It's pretty much a given that the serious research that was done on this issue has this result:
In 1993, the New England Journal of Medicine (NEJM) published an article by Arthur Kellerman and colleagues, “Gun ownership as a risk factor for homicide in the home,” which presented the results of research funded by the Centers for Disease Control and Prevention (CDC). The study found that keeping a gun in the home was strongly and independently associated with an increased risk of homicide. The article concluded that rather than confer protection, guns kept in the home are associated with an increase in the risk of homicide by a family member or intimate acquaintance. Kellerman was affiliated at the time with the department of internal medicine at the University of Tennessee. He went on to positions at Emory University, and he currently holds the Paul O’Neill Alcoa Chair in Policy Analysis at the RAND Corporation.OK, that was probably too complicated for most of the gun nuts reading this, but the summary is that a peer-reviewed study was published that contradicted the belief that guns are good for self-defence. Immediately after, the gun lobby made sure no further studies like this would be published.
The 1993 NEJM article received considerable media attention, and the National Rifle Association (NRA) responded by campaigning for the elimination of the center that had funded the study, the CDC’s National Center for Injury Prevention. The center itself survived, but Congress included language in the 1996 Omnibus Consolidated Appropriations Bill (PDF, 2.4MB) for Fiscal Year 1997 that “none of the funds made available for injury prevention and control at the Centers for Disease Control and Prevention may be used to advocate or promote gun control.” Referred to as the Dickey amendment after its author, former U.S. House Representative Jay Dickey (R-AR), this language did not explicitly ban research on gun violence. However, Congress also took $2.6 million from the CDC’s budget — the amount the CDC had invested in firearm injury research the previous year — and earmarked the funds for prevention of traumatic brain injury. Dr. Kellerman stated in a December 2012 article in the Journal of the American Medical Association, “Precisely what was or was not permitted under the clause was unclear. But no federal employee was willing to risk his or her career or the agency's funding to find out. Extramural support for firearm injury prevention research quickly dried up.”

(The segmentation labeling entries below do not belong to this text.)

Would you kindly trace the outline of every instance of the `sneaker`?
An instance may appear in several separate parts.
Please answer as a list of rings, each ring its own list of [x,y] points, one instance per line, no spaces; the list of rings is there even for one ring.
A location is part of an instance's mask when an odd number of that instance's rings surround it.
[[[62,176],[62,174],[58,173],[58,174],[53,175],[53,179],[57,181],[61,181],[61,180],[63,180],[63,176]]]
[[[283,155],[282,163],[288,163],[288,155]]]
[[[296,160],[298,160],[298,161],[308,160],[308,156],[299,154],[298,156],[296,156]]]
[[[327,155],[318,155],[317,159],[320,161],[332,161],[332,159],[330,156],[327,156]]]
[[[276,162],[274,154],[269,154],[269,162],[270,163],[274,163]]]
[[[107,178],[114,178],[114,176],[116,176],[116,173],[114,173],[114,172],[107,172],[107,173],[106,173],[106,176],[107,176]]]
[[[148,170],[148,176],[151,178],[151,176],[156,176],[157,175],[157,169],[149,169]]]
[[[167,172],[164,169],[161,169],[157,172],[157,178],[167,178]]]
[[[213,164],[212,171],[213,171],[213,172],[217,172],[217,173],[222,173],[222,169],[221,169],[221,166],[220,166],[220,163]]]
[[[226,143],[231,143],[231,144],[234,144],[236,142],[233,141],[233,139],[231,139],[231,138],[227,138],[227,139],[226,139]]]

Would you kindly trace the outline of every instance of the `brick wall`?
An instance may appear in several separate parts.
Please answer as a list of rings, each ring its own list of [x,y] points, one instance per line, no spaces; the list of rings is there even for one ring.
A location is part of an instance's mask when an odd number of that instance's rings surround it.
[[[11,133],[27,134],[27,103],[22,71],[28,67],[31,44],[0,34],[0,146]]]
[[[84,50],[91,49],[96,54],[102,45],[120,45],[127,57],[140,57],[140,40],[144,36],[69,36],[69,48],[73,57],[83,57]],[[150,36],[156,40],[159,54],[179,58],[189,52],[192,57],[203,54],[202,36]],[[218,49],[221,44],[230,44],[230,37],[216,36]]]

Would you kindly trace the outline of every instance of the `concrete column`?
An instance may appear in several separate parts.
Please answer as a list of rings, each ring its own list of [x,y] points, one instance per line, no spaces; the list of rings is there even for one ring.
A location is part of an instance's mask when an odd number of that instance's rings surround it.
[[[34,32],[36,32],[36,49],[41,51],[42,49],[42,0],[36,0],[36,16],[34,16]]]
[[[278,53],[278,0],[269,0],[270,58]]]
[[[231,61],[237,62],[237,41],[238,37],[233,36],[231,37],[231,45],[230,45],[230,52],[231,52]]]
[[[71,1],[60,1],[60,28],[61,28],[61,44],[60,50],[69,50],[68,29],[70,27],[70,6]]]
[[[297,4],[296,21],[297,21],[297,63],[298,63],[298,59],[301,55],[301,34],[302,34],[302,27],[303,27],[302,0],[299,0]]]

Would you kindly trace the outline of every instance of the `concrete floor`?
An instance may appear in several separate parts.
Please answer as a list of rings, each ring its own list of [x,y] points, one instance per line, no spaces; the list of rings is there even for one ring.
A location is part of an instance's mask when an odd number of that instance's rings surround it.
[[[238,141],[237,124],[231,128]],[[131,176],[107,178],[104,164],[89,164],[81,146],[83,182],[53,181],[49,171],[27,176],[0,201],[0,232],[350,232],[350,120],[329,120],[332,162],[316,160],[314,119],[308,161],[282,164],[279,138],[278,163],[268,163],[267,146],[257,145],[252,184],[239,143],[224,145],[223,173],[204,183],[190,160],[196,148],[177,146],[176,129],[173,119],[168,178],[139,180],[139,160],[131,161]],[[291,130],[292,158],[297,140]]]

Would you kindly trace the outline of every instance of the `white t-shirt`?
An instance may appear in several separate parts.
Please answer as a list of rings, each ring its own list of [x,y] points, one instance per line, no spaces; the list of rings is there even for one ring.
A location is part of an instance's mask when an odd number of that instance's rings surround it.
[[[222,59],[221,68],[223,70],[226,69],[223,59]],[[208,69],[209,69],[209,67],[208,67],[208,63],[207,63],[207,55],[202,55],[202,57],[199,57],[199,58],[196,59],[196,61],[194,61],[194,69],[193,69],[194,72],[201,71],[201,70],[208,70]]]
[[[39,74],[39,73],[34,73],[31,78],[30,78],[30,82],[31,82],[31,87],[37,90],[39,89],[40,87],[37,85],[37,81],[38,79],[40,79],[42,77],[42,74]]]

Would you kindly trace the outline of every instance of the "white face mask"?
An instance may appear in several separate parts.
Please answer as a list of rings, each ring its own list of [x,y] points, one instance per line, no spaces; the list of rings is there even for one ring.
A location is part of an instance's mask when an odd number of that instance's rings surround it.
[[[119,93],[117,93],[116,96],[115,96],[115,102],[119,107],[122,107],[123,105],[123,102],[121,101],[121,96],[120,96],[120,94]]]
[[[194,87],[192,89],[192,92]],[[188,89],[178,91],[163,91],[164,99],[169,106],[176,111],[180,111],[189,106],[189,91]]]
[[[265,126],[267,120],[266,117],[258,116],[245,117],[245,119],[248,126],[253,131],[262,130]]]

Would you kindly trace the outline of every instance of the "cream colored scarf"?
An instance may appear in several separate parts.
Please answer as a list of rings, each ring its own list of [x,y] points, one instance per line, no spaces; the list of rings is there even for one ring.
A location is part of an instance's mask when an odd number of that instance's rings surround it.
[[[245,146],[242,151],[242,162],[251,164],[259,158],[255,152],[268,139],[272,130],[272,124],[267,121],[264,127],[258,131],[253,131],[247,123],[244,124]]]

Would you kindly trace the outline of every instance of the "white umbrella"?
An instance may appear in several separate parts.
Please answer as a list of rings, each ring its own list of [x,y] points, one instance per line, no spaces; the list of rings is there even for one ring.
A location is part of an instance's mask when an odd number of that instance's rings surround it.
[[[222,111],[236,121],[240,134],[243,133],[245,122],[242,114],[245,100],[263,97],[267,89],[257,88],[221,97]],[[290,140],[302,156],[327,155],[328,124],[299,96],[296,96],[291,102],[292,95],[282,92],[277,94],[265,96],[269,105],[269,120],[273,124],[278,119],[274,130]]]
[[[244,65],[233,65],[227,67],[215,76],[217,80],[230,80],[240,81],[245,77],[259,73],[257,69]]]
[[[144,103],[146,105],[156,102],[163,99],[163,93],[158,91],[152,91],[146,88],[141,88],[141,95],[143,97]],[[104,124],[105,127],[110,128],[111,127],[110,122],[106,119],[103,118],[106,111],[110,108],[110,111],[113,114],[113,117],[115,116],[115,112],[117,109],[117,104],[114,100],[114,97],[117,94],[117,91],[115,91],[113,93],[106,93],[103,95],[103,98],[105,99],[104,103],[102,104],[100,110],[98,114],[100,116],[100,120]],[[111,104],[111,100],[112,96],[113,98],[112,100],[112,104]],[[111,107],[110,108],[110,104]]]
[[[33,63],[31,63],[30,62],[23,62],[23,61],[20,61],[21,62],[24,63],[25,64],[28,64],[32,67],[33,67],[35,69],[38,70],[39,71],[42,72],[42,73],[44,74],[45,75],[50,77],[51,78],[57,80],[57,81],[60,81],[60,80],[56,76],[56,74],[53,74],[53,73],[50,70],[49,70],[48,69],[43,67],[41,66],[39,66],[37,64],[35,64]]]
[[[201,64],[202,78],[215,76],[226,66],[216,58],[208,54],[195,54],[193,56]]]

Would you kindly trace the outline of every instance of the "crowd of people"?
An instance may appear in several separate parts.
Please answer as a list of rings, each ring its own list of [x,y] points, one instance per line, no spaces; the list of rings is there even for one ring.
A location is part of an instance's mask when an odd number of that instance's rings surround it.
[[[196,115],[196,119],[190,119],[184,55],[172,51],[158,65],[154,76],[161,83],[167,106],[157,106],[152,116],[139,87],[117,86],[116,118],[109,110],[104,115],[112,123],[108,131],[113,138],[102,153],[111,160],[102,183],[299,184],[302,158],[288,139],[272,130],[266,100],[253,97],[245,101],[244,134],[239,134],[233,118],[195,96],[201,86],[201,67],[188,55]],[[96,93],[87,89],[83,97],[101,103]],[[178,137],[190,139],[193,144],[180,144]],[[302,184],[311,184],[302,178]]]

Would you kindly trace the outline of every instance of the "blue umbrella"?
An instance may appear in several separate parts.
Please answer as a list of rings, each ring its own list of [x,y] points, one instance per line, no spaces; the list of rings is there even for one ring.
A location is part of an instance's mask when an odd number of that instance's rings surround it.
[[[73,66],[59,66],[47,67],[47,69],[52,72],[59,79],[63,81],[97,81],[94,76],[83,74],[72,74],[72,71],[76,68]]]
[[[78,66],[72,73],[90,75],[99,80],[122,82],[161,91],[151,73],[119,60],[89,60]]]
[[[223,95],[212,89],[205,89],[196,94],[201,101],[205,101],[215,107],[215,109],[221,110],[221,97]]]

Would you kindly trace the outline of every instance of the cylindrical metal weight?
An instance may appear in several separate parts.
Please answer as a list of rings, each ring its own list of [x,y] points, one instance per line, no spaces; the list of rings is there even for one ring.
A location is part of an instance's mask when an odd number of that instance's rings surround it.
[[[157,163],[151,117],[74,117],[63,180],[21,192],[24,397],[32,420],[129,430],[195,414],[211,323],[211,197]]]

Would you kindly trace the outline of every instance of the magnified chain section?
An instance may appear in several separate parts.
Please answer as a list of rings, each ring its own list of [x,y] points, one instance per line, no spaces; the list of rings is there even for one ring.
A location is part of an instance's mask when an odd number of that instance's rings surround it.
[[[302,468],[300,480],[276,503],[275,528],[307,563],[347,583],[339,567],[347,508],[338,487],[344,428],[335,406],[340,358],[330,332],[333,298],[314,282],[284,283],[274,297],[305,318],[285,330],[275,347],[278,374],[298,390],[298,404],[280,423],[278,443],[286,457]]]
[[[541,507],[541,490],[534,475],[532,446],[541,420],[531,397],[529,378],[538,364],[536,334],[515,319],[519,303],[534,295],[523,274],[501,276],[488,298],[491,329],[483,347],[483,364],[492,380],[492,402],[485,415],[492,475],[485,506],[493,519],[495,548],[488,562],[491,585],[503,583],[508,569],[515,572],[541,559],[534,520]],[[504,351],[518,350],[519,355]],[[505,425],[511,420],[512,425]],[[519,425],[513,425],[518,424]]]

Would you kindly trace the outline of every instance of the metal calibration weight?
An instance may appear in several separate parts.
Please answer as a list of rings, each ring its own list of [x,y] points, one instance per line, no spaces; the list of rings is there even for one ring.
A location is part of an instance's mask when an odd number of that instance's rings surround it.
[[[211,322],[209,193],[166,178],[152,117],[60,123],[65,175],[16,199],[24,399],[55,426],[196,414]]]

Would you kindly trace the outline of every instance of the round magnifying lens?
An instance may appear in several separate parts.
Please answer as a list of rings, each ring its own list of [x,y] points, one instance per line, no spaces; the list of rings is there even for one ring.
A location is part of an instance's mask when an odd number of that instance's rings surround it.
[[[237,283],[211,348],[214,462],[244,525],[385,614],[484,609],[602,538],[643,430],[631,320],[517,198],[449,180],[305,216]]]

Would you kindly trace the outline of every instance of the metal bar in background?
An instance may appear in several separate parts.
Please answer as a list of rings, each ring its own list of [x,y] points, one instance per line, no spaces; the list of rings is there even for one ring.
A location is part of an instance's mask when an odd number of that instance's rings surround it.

Prob is that Scientific American is publishing articles with headlines like:
More Guns Do Not Stop More Crimes, Evidence Shows
Data Confirm Semiautomatic Rifles Linked to More Deaths, Injuries
But what do you expect when you have an item that causes death or serious bodily injury when used correctly? It's a tool for killing if you want to go down that silly argument.Anyway, even the Truth About Guns has shown that the guns protect us thing is a lie, but they won't admit it.
Then we get to the revisionist bullshit of the Second Amendment. Hey, you don't need to go beyond the Constitution's text to see that that Amendment relates to the militia and the common defence.
So, sorry, but the facts are in and they are "anti-gun". You don't have a right to have a deadly weapon unless you are using it for the common defence. Live with it.